# Would Libya ever attack Egypt?



## Horus (Sep 17, 2010)

"Gaddafi is defiant and his son, Saif al-Islam, has warned the West against launching military action. He said the veteran ruler would not relinquish power or be driven into exile"

Just a thought that crossed my mind, this guy is totally nuts and delusional, if he does have mental health issues he certainly gives people with those conditions a bad name, I can see a man plagued with constant bipolar manic episiodes who will do everything in his power to have control and feels his people love him, I have read speeches he has made and looked at his out of control eccentric behavior and its creativity not harnessed but creativity gone bad.

Like Mubarak had he used his energy towards good he could have achieved lots and if he has these issues many people go on to lead rewarding lives and are the most unique inspirational people.

My worry is - he is destroying his own country, another Sadaam Hussain - will he try to in his last moment - attack and drop bombs on Egypt as we have a link towards the west - and what could or would be done in everyone's opinion to stop it or if it happened the outcome?

The only way this man and his son will stop is when they drop dead, I don't wish death on anyone but it needs to be weighed up what is in the common good of the people - where are Mossad when you need them 

Anyone else have these worries or thoughts?


----------



## MaidenScotland (Jun 6, 2009)

Horus said:


> "Gaddafi is defiant and his son, Saif al-Islam, has warned the West against launching military action. He said the veteran ruler would not relinquish power or be driven into exile"
> 
> Just a thought that crossed my mind, this guy is totally nuts and delusional, if he does have mental health issues he certainly gives people with those conditions a bad name, I can see a man plagued with constant bipolar manic episiodes who will do everything in his power to have control and feels his people love him, I have read speeches he has made and looked at his out of control eccentric behavior and its creativity not harnessed but creativity gone bad.
> 
> ...





No not me


----------



## Sujith-Thomas (Mar 1, 2011)

Ha Ha!! Maiden, at least say a few more words... Looks like Horus has put in too much thought into this whole thing


----------



## Sonrisa (Sep 2, 2010)

I have to say that it didn't occur to me that he would go round dropping bombs in Egypt. So no, I don'ts share Horus thoughts and worries. 

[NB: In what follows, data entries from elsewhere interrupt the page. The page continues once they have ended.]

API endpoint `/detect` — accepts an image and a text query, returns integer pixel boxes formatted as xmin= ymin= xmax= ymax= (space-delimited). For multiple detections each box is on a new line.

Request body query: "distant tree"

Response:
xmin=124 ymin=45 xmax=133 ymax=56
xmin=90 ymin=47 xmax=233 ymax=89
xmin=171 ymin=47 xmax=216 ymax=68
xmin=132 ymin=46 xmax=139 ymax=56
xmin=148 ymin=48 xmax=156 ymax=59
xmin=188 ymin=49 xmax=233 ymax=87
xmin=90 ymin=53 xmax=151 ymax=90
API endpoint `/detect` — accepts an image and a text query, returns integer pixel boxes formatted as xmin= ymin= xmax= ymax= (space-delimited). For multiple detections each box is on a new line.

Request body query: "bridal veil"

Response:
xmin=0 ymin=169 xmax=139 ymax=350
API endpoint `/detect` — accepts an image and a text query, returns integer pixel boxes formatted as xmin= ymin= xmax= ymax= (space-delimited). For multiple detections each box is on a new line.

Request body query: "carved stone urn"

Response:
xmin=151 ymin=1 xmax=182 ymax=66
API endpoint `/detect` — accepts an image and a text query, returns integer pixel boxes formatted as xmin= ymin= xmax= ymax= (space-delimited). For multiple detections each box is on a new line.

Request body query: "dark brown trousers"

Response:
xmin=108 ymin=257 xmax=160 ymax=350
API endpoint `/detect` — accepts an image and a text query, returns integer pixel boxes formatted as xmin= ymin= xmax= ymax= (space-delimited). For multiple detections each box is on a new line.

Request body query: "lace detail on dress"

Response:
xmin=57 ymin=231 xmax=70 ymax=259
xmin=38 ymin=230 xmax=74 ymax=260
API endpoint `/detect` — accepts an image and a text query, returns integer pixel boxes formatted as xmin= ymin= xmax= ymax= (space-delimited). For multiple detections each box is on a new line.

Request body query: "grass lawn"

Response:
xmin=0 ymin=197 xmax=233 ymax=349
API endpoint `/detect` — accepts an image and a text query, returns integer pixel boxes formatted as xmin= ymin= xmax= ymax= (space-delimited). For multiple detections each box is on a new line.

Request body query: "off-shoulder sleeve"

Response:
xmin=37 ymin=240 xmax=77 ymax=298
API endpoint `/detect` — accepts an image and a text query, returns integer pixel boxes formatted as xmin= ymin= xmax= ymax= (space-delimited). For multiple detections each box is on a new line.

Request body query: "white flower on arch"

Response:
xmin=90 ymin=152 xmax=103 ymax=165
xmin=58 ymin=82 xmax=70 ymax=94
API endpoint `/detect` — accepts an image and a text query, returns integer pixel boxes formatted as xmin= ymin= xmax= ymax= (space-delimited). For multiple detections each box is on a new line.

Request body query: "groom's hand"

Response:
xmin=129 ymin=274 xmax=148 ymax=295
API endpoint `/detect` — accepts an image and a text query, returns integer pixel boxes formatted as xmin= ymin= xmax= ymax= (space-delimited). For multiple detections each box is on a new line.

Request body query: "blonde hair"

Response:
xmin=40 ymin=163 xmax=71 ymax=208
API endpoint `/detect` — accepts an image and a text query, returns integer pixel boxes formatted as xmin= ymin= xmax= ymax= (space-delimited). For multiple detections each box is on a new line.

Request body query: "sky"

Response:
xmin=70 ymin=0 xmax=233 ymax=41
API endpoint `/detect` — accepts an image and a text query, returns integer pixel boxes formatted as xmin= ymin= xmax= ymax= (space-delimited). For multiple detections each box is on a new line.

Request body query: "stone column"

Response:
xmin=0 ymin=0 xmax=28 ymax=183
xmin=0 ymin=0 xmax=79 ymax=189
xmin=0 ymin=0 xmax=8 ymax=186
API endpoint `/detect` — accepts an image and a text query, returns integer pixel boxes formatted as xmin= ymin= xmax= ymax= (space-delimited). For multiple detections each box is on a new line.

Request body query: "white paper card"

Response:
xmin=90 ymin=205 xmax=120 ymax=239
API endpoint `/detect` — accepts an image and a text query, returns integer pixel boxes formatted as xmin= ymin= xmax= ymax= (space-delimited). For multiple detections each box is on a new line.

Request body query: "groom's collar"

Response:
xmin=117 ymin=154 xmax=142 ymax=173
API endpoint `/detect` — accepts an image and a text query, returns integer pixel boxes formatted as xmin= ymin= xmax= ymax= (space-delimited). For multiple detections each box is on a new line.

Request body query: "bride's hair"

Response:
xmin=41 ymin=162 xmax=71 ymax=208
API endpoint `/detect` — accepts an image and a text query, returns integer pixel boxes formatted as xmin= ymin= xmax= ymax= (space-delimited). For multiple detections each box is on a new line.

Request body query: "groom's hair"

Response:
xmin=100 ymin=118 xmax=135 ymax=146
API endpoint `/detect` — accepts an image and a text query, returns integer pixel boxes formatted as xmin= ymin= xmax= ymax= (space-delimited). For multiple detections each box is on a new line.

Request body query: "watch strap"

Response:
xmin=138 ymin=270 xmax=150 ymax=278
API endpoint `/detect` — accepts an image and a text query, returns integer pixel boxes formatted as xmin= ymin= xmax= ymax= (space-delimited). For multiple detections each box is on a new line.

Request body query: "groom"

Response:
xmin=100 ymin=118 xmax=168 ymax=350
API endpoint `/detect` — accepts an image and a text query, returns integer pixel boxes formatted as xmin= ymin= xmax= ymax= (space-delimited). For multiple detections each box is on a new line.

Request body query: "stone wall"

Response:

If anything scares me right now is the genocide and what he is doing to his very own people in Libya, and I hope his life as a ruler and the terror that he is causing will come to an end very soon. 
I guess he could end up in Sharm joining mubarak tea parties! Haha, before we know it Sharm will be full of wackos...as if the sharks weren't bad enough.


----------



## Eco-Mariner (Jan 26, 2011)

Tony Blair is probably there supping his coffee, already kissing up to them.


----------



## Horus (Sep 17, 2010)

Sonrisa said:


> Haha, before we know it Sharm will be full of wackos...as if the sharks weren't bad enough.


I am here now

Could not get any worse schweeet heart 

It's Wacko Central here :humble:

I don't think the guy is welcome here, Bedoin tents are so 630 AD and that Ghengis Khan beard, I mean that's so 748 AD he has must go, bit of stubble, make it a tickler - not a stickler - he will be popular with the ladies here

The guy needs to kick both of his sandals off get on some brogues, nice white shirt and hipsters jeans and jump into 2011


----------